Sarei portato a dire che lo si deve vedere come se ci si immergesse in una serie di immagini che ci portano in una mostra d’arte virtuale, un esempio unico di arte espressionista, che ha al suo centro la scenografia, il gioco delle luci e delle ombre, il gioco delle didascalie, il movimento degli attori che è in genere particolarmente enfatizzato e costituisce in ogni momento un frammento dell’opera, all’interno di un tutto che è la scena in cui si muovono.
Nel Caligari nulla è lasciato al caso ed è proprio questo che ci deve spingere a fermare l’attenzione su ogni particolare, dalla rappresentazione del paesaggio, il villaggio di Hostenwall, fino alla modalità in cui ci vengono mostrati i singoli oggetti mossi sulla scena che hanno caratteristiche che non sono mai casuali. La loro deformazione, rispetto alle forme codificate che noi conosciamo, rappresenta un tentativo di edificare una specie di inedita poesia filmica.
Se è vero che l’espressionismo, pur in tutte le sue infinite variazioni, rappresenta un tentativo di “veicolare sensazioni ed esperienze primitive”, nel senso di originarie e semplici, allora nel Caligari si ha un continuo gioco fra diversi linguaggi che si sovrappongono e si compenetrano.
Insomma, i 74 minuti de Il gabinetto del dr. Caligari rappresentano a loro modo uno dei vertici dello sperimentalismo cinematografico e tali rimangono anche oggi.
Certo non si tratta di un film facile. Lo notava già Kracauer quando aggiungeva alla sua analisi: “Caligari è un film troppo intellettuale per diventare popolare in Germania”. Ed anche oggi per affrontarlo ci vuole una certa disponibilità a lasciarsi avvolgere dalle spire di un itinerario fantastico e insieme a suo modo tragico.
Ma un film è anche sempre una storia. Kracauer fonda quasi tutto il suo edificio analitico della cinematografia tedesca dalle origini al 1933 sull’assunto che questo sia un film “rivoluzionario”, un aspetto poi volontariamente messo sotto tono dal regista, che lo modifica ampiamente introducendo un prologo e un epilogo che nel testo originale non c’erano. Un film capace di veicolare un preciso messaggio, tanto che “il suo tema fondamentale – l’anima di fronte all’alternativa apparentemente inevitabile fra tirannia e caos – esercitò un fascino straordinario”.
Il messaggio, afferma Kracauer, è eminentemente politico e ha al suo centro la figura del dr. Caligari, abile manipolatore, vera e propria incarnazione del male, capace di sfruttare le debolezze umane per raggiungere i suoi fini criminali, distorcendo ogni valore e ogni principio, ed in più capace di risorgere, modificando parzialmente le sue forme, ed imponendosi sempre con il suo malvagio sorriso.

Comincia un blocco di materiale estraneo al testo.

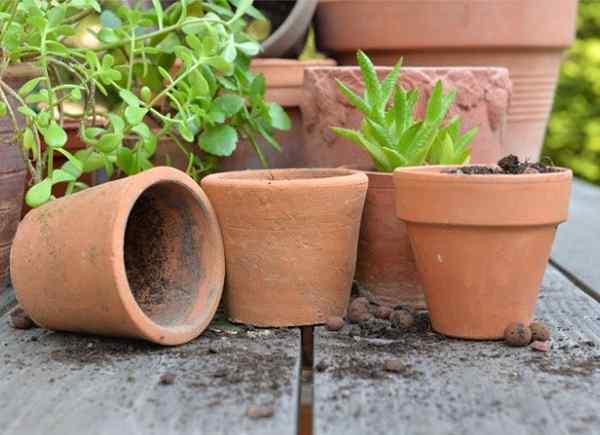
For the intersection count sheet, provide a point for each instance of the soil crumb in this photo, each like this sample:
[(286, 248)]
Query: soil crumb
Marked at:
[(509, 165)]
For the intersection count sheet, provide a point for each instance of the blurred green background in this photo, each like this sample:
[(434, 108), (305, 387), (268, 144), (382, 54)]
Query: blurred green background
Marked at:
[(573, 137)]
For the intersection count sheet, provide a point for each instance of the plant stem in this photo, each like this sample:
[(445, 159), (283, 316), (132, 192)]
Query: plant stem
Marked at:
[(156, 33)]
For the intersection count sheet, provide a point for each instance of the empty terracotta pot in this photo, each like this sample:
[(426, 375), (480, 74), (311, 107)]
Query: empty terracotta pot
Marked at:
[(290, 241), (385, 270), (524, 36), (138, 257), (483, 95), (481, 243)]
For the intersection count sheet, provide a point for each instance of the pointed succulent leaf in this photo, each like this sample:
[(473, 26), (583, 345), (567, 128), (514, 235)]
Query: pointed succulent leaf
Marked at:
[(378, 133), (372, 84), (374, 151), (388, 84), (395, 158), (408, 138)]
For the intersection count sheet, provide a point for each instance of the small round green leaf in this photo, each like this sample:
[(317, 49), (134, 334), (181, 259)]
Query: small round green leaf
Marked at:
[(39, 193), (54, 135), (219, 141), (108, 143)]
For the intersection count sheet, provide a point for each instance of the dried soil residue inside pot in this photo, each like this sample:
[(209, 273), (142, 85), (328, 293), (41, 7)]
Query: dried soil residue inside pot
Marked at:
[(509, 165), (161, 250)]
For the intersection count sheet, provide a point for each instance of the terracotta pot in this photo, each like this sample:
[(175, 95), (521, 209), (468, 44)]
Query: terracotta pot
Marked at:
[(482, 99), (138, 257), (385, 270), (288, 39), (12, 171), (284, 86), (481, 243), (290, 242), (517, 34)]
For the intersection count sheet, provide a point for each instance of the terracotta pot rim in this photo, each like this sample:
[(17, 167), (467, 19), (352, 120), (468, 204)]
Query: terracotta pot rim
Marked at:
[(190, 327), (283, 62), (434, 174), (286, 177), (491, 69)]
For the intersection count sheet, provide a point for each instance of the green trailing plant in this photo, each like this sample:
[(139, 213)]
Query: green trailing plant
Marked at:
[(390, 133), (180, 74)]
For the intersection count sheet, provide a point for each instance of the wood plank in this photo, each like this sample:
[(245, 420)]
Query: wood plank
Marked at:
[(576, 250), (60, 383), (463, 387)]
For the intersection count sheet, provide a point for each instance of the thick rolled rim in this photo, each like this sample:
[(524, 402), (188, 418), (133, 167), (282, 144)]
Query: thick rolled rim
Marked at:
[(148, 328)]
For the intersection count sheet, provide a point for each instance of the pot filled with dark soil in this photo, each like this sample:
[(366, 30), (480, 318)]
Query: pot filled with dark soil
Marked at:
[(482, 236), (138, 257), (290, 241)]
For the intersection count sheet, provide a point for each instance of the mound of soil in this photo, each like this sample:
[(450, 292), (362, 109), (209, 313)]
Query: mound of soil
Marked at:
[(509, 165)]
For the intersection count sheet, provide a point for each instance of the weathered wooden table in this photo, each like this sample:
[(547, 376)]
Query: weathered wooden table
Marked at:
[(58, 383)]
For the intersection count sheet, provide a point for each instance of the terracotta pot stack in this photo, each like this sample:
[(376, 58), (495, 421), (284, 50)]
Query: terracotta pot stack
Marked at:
[(521, 35), (386, 271)]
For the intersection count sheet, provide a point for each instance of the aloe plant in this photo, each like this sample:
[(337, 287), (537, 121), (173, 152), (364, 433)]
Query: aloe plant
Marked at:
[(390, 133)]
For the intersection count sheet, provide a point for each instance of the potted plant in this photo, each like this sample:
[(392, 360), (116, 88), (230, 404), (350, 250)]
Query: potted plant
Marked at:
[(394, 138), (481, 236), (518, 34), (212, 101), (284, 79), (290, 240)]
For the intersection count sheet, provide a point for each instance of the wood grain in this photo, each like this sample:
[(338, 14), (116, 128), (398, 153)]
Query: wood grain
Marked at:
[(454, 386), (59, 383)]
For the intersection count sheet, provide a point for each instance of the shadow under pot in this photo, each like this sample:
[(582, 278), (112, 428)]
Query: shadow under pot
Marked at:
[(139, 257), (290, 240), (481, 243), (385, 271)]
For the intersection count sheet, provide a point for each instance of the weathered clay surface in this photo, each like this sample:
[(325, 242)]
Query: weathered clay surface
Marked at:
[(517, 34), (385, 268), (290, 241), (12, 180), (483, 95), (481, 263), (138, 257)]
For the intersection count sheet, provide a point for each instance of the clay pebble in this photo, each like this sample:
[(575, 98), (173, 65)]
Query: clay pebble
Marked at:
[(20, 320), (402, 319), (539, 331), (254, 411), (517, 335), (167, 378)]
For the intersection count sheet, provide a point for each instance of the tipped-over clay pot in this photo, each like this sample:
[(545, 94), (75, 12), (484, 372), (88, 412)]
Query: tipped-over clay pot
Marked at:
[(481, 243), (385, 270), (138, 257), (290, 241)]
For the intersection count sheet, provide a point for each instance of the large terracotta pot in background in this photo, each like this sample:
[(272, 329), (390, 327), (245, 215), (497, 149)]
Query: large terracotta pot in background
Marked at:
[(138, 257), (385, 269), (481, 262), (12, 172), (290, 242), (482, 98), (525, 36), (284, 86)]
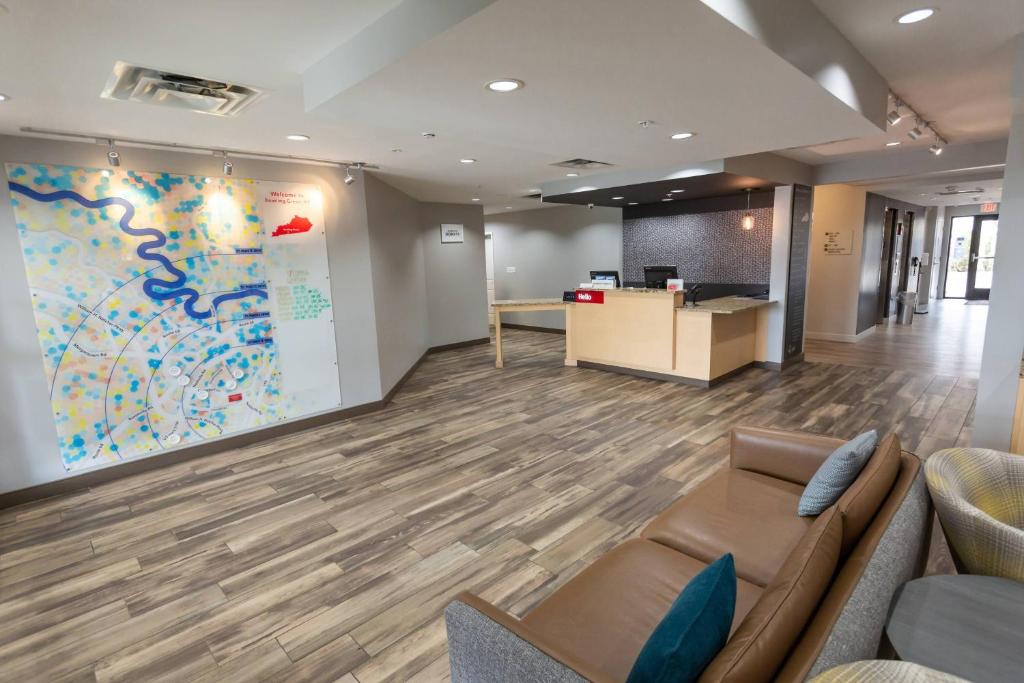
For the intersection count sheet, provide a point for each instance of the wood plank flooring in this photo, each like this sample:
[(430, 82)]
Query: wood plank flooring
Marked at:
[(330, 554), (948, 340)]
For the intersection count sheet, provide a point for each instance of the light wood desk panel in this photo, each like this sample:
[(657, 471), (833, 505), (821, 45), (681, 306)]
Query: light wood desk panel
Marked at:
[(631, 329), (648, 331)]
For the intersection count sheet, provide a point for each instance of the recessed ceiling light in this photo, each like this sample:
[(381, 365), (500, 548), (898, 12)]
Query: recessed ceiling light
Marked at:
[(505, 85), (915, 15)]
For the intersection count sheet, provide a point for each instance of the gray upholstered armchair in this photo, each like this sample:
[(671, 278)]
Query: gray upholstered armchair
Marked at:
[(979, 495)]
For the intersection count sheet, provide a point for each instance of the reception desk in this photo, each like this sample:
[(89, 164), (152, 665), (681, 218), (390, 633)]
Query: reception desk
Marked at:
[(649, 332)]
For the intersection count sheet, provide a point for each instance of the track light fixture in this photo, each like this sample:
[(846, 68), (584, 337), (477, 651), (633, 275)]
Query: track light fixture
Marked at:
[(228, 166), (113, 156), (748, 222)]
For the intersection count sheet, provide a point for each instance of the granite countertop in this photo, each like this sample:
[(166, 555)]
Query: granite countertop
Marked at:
[(728, 305), (527, 302)]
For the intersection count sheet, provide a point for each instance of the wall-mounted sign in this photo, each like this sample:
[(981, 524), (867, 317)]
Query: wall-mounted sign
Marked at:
[(452, 233), (590, 296), (839, 242)]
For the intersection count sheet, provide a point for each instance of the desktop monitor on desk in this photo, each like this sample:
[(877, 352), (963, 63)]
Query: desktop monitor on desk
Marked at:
[(656, 276), (605, 275)]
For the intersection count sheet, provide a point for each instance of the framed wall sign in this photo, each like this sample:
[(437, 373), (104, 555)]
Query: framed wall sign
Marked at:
[(839, 242), (452, 233)]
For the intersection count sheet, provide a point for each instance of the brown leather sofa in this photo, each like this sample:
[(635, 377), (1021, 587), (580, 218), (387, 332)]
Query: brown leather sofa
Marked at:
[(813, 593)]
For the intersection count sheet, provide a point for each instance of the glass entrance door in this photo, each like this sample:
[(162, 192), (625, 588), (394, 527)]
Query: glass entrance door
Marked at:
[(979, 280), (972, 252)]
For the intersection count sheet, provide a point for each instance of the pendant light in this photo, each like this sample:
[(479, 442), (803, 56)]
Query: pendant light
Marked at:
[(748, 222)]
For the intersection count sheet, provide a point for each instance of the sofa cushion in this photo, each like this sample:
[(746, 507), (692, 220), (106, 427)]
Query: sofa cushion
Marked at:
[(862, 500), (605, 613), (693, 631), (837, 473), (751, 515), (761, 643)]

Facile allora è stato proporre un parallelo con Hitler, grande e tragico manipolatore che è riuscito a sottomettere a sé l’intera Germania grazie alle sue arti di demagogo. Ma è qui che il discorso di Kracauer non convince.
E’ certamente possibile che un medico riesca a manipolare la coscienza di un malato sfruttandone la debolezza, ma troppo facile è credere che il malato sia del tutto incapace di intende e di giudicare e non sappia proprio nulla; forse può amare lasciarsi cullare da fragili speranze, può cedere a momenti di debolezza, ma l’immagine del grande manipolatore appare davvero un poco forzata. Insomma, l’idea che Cesare possa essere del tutto incosciente e che possa rappresentare il popolo tedesco costretto, contro la sua volontà, a ridursi a carnefice e insieme vittima in una guerra che non è sua, appare davvero poco credibile.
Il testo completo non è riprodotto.